There are several limitations to this systematic review. Firstly, most studies with suboptimal growth outcomes presented results from patients born before 1990s [8
]. In contrast, studies with normal growth outcomes were mostly published after 2010, and data was collected more recently (1980 to 2014) [26
]. A similar cohort effect was supported by others [29
]. Additionally, Thiele et al. [32
] showed that growth impairment was more pronounced in children who received a casein hydrolysate during childhood, which was the major protein substitute of early years with a poor nutritional composition. Therefore, the suboptimal growth outcomes in early years of treatment can be attributed to the effects of outdated dietary practices and poor quality of early protein substitutes, rather than the effects of the Phe restricted diet or the disorder itself. More recent studies, following newer guidelines, using improved and more palatable protein substitutes provide evidence of adequate growth in PKU. Another important limitation was the high heterogeneity between studies probably arising from difference in phenotype distribution, country of study, time of data recruitment and sample sizes. Factors underlying the growth impairment in PKU were complicated due to lack of data, particularly on dietary intakes, metabolic control, and patient adherence. The duration of follow-up in majority of the studies was too short to examine the metabolic control during the whole developmental period. There was also limited information on early feeding practices (e.g., breastfeeding status, the type of protein substitutes used in infancy), parental growth, the use of adjunct treatments (such as LNAAs) or presence of any other chronic diseases which may all affect growth.

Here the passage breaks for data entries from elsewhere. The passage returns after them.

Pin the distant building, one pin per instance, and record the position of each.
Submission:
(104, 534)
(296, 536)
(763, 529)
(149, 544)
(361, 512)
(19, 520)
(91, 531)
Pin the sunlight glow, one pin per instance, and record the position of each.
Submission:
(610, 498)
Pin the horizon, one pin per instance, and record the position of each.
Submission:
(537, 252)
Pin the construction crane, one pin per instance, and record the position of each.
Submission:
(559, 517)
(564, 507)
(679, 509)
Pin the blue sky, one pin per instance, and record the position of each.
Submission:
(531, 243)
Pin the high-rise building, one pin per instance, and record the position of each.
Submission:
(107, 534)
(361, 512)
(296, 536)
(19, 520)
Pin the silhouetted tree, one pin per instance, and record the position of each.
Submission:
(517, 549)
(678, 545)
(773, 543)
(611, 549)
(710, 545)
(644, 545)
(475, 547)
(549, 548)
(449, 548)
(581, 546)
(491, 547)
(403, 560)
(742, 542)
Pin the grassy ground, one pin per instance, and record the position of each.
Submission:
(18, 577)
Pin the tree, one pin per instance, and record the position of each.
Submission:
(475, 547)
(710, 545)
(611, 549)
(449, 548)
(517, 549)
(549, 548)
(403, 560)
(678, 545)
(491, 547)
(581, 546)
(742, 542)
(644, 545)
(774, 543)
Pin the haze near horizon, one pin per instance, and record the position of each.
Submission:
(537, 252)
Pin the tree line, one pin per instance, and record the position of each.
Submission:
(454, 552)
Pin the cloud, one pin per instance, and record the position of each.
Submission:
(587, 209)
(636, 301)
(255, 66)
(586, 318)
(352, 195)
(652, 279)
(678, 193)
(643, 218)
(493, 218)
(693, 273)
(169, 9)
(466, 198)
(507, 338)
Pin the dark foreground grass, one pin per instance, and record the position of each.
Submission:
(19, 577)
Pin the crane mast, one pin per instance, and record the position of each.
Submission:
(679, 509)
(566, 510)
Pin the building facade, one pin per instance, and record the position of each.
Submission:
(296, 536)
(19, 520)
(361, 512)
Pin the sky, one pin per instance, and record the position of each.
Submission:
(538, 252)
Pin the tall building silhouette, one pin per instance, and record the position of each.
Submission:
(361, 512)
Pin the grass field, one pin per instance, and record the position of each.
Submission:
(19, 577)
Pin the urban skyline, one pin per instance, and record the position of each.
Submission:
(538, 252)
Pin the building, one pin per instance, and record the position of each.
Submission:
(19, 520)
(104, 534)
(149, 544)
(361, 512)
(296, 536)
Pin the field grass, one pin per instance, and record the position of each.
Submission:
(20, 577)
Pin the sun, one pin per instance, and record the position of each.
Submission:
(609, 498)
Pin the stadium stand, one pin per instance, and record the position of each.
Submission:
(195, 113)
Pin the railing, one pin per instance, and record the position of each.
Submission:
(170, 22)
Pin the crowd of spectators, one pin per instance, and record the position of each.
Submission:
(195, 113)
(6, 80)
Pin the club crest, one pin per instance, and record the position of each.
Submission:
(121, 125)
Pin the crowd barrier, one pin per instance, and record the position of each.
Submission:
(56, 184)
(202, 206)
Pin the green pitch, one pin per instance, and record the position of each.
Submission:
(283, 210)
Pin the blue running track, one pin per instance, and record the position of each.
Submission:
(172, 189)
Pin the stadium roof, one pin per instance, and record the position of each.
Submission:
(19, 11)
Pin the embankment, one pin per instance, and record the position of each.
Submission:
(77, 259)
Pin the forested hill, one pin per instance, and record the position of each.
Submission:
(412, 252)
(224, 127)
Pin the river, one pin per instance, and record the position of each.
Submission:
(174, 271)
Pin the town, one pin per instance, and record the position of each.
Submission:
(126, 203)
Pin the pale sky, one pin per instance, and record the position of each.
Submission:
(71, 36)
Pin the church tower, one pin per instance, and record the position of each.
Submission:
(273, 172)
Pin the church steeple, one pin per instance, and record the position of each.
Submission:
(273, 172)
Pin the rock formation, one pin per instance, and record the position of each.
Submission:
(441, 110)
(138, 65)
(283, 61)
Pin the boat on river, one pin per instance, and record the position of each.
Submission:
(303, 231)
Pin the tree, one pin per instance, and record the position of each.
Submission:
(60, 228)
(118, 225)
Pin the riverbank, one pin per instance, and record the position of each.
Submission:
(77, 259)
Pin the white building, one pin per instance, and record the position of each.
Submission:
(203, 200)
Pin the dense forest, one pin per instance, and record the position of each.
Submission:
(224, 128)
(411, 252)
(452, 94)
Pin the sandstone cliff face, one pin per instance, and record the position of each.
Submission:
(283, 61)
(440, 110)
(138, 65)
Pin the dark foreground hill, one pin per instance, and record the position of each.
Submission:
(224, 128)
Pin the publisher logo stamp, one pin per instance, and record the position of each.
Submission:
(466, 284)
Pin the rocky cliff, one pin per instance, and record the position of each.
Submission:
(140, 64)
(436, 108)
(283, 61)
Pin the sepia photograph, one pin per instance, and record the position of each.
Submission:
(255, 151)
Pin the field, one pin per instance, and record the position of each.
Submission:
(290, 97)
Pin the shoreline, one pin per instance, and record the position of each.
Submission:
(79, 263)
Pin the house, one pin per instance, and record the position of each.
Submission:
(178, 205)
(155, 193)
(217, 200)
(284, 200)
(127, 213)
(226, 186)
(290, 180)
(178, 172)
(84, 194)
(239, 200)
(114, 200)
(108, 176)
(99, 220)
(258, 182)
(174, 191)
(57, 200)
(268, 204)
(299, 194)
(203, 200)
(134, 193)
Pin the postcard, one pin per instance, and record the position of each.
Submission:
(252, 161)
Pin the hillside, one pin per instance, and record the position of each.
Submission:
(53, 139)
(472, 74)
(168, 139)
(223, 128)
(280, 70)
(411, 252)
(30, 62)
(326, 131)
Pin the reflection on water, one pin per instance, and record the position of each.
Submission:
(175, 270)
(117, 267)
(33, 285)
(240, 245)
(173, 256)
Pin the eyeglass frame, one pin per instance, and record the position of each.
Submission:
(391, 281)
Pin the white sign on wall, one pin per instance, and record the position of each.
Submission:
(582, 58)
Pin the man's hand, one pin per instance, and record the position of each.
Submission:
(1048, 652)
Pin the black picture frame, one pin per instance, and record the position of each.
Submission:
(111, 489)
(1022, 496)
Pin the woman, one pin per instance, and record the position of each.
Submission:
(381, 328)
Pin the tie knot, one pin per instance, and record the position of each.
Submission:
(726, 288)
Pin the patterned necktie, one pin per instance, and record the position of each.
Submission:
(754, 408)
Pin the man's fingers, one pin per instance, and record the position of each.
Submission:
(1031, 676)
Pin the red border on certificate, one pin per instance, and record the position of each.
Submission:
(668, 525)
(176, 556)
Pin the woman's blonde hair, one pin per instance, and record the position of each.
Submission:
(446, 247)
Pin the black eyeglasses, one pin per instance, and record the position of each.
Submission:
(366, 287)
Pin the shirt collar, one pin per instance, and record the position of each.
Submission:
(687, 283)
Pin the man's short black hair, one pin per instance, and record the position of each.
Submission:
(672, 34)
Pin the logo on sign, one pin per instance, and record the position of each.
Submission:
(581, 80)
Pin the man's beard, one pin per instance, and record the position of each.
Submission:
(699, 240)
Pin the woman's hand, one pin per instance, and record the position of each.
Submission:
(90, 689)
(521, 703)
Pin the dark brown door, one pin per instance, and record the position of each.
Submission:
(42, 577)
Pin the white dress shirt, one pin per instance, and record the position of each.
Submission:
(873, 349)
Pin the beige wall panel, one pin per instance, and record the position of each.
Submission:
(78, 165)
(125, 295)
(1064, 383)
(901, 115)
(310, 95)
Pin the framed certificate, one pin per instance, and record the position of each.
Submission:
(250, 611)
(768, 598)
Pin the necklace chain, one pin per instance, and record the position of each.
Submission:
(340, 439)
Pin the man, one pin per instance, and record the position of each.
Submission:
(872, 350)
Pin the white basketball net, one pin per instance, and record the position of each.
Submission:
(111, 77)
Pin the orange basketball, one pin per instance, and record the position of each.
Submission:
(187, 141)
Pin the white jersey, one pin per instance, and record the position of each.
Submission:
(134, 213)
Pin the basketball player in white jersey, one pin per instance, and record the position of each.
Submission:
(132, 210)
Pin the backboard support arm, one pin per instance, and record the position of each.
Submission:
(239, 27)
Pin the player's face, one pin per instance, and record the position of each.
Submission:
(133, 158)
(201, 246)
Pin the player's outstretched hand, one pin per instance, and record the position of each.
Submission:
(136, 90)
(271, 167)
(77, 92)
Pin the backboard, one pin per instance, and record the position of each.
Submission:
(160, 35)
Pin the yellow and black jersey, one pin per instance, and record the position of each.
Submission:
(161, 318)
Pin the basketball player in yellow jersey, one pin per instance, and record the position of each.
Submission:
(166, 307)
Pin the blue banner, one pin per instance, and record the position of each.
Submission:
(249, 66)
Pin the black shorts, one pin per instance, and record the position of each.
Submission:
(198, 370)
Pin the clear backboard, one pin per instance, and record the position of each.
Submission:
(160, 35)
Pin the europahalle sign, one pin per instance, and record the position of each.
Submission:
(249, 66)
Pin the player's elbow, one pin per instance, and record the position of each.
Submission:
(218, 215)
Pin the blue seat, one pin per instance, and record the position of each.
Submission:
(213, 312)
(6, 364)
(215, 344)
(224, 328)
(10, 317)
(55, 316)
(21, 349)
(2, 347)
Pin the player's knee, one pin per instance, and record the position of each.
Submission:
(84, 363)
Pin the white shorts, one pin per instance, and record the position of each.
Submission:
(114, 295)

The methods of presenting growth data were variable (e.g., z-scores vs. mean values of anthropometric data, weight-for-age vs. weight-for-height, tables vs. figures). This heterogeneity led to inability to include all data in the meta-analysis. These challenges highlight the importance of using a standard data presentation. National growth standards of healthy children or healthy siblings were used for comparison of growth results with PKU, rather than using of a global reference (e.g., growth reference of World Health Organization). In future studies, interpretation of growth outcomes in PKU by using a standard growth reference as a control would allow for a valid comparison between studies conducted in different countries.